But then watch this video of Ted Cruz talking about queso. So the old meme goes: get you a man who looks at you the way Ted Cruz looks at the concept of queso.
So from this evidence, this much we know: the man is a fan of dairy. The man is capable of enjoying things. But is he capable of translating that joy into internationally humanly recognised words and emotions? He is not. We loop back to the wow: my conclusion is that it is a sincere one. Ted Cruz is amazed by the butter cow. He’s just physically incapable of showing it.

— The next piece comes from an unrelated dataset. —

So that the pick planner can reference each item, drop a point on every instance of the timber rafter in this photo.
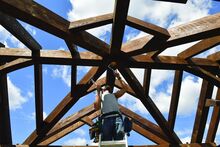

– A word on Ted Cruz’s Dress Down and Look at a Cow Made of Butter Outfit: this is all politicians’ dress down outfits at once. This is all politicians are capable of relaxing in: lose the suit jacket, slink the tie out, lose a button or two and roll those sleeves up three neat times. Crinkle the shirt at the elbow and look like absolute shit. A sheen of the day’s sweat over everything. Appalling. However: it’s also the exact same look Kevin Spacey rocks in those scenes in House of Cards where he goes and really evilly eats a load of barbecue. And so we can only ask this, we can only speculate: did Ted Cruz take this photo then immediately sit down with his sleeves rolled up and eat an entire cow made out of butter? I am erring to the side of: yes, he did. He ate that butter cow.
– Motherfucker who made a cow out of butter and why.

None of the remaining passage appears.